Abstract
Abstract
Purpose
To develop and evaluate the reliability of an explicit set of parameters and criteria for simple bone cysts (SBCs) and evaluate the reliability of single versus serial chronological reading methods
Methods
Radiographic criteria were developed based on the literature and expert consensus. A single anteroposterior/lateral radiograph from 32 subjects with SBC were evaluated by three radiologists. A second reading was then conducted using revised criteria including a visual schematic. In the third reading the same images were assessed but radiologists had access to images from two additional time points. Inter-rater reliability was assessed after each reading using kappa (κ) and percentage agreement for categorical and binary parameters and intra-class correlation coefficient (ICC) for continuous parameters.
Results
Parameters that were revised with more explicit definitions including the visual schematic demonstrated consistent or improved inter-rater reliability with the exception of continuous cortical rim present and cyst location in the metaphysis and mid-diaphysis. Cortical rim displayed only slight reliability throughout (κ= -0.008 to 0.16). All other categorical parameters had a percentage agreement above 0.8 or a moderate (κ= 0.41 to 0.60), substantial (κ = 0.61 to 0.80) or almost perfect inter-rater reliability (κ = 0.81 to 1.0) in at least one reading. All continuous parameters demonstrated excellent inter-rater reliability (ICC > 0.75) in at least one reading with the exception of scalloping (ICC = 0.37 to 0.70). Inter-rater reliability values did not indicate an obviously superior method of assessment between single and serial chronological readings.
Conclusion
Explicit criteria for SBC parameters used in their assessment demonstrated improved and substantial inter-rater reliability. Inter-rater reliability did not differ between single and serial chronological readings.
Level of Evidence
Not Applicable
Introduction
Simple bone cysts (SBC) otherwise known as unicameral bone cysts are the most common benign bone lesions in children and adolescents.1,2 Patients with SBCs usually present with fracture or pain in the affected limb.3–5 SBCs have a high probability of recurrence and repeat fracture after treatment,3,6–10 and may even cause discrepant limb lengths or angular deformity.1,4,7,11 While benign, SBCs can have a life-long impact on children through risk of fracture and activity restriction, thus, clinicians need reliable measures for their assessment.8,10,12
The radiographic features of SBC can include those used for diagnosis such as the location of the cyst, prognosis such as the cyst index, 13 or as an outcome of treatment, for instance, the Neer classification. 14 Other SBC features are also consistent with various benign bone lesions, such as cortical reaction. However, few of these parameters have been shown to be reliable and the absence of specific criteria may partially explain the conflicting findings as to which characteristics can be used to predict healing or fracture.12,13
Beyond the criteria used to evaluate an evolving disease such as SBC, whether radiographs should either be interpreted individually without review of prior images or assessed in a chronological series has received little attention in the orthopaedic literature. While serial chronological readings may introduce bias from prior examinations, 15 it may be advantageous to have an illustration of the chronological progression of the disease which could lead to assessments more sensitive to change.15,16
The purpose of this study was: a) to evaluate the reliability of radiographic criteria used in diagnosis, prognosis or outcome of SBC as a typical benign bone lesion; and b) to evaluate the reliability of a single
Materials and methods
Patient sample
The patient sample consisted of 32 patients aged four to 14 years (median ten years) with a radiographic diagnosis of a SBC. All participants were previously enrolled in a multi-centre trial for the treatment of a SBC. 17 For each study subject, an anteroposterior (AP) and lateral (Lat) radiograph of the cyst at baseline, one year and two years post-treatment were obtained and de-identified. Approval for this study was granted by the institutional research ethics board of the Hospital for Sick Children, Toronto, Ontario, Canada.

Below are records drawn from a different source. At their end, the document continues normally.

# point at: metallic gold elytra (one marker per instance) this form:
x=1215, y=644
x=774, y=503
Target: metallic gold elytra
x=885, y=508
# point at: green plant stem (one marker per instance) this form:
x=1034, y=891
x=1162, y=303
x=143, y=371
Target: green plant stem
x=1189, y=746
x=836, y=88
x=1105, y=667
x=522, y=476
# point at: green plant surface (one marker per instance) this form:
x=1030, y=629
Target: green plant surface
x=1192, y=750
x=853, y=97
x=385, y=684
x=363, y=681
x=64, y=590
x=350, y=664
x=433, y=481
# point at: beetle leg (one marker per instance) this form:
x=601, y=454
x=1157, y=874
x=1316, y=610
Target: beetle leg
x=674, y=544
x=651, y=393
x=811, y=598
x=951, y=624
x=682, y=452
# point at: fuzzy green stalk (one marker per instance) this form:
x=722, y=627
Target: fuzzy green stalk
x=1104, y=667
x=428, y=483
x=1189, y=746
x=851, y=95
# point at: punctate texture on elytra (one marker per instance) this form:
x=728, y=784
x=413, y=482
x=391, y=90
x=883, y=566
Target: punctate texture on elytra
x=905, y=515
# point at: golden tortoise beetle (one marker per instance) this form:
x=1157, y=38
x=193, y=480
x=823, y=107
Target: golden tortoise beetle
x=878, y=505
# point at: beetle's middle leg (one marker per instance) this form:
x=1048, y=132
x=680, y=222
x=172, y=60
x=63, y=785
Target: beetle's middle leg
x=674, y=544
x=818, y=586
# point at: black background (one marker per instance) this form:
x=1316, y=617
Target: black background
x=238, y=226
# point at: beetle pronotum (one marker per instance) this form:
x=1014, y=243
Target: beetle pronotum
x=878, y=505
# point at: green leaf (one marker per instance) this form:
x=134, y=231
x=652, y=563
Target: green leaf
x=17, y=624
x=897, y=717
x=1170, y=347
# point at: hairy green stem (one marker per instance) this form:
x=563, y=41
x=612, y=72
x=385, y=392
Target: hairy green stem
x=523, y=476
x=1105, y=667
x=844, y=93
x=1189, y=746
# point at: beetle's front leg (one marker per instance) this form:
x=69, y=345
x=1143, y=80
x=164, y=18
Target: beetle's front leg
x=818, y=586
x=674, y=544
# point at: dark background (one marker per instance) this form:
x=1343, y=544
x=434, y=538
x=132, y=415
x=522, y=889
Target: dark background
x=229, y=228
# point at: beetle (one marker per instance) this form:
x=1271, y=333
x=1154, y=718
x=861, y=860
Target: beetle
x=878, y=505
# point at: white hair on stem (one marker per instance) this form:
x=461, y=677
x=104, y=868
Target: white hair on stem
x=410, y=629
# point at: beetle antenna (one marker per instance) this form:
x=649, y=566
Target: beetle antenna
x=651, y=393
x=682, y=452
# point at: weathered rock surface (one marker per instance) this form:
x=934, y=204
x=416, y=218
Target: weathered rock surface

Development of radiographic parameters
A literature search using MEDLINE was conducted to collate radiographic characteristics of SBCs. The following search string was used: bone cysts/and (unicameral or multicameral or simple), radiography, treatment outcome, treatment failure and aneurysmal bone cysts. The search was limited to the English language and filtered to include humans and children 0 to 18 years old. Redundant parameters describing similar characteristics were consolidated or eliminated. Parameters for characterization of bone cysts were defined either by consensus of authors or by modified criteria from existing definitions in the literature (Table 1). In some cases, variables were assigned reference images (Fig. 1) and those parameters related to continuous data such as cortical thinning were divided into categorical scales such as 0% to 25%, 25% to 50%, etc. Factors were grouped into those used for diagnosis, prognosis and outcome assessment of SBC.
Diagnostic, prognostic and outcome parameters and their definitions, criteria and interpretation when present in simple bone cysts
parameters that were illustrated on the visual schematic created for the second reading
AP, anteroposterior; Lat, lateral

Product scale developed to represent the cyst grade spectrum.
Radiographic assessment
The readers involved were three board-certified paediatric musculoskeletal radiologists with 29, seven and 13 years of experience after training, respectively (PB, ASD, JS). Each radiograph was assigned a subject ID and images were read using picture archiving and communications system workstations with the default calibration settings and measurement tools available in clinical practice. The radiologists had no prior discussion regarding measurement or specific instructions other than the criteria provided. Data was recorded on a paper case report form and later inputted into a secure REDCap database. 18
First reading
AP/Lat images from one of the three time points available for each of the 32 patients was randomly selected and reviewed by the three radiologists. After an initial analysis, with the assistance of one of the radiologists (ASD) more precise definitions were added to the criteria with particular attention to those with poor reliability (Table 1). A visual schematic illustrating how to classify various cystic features was also created (Fig. 2).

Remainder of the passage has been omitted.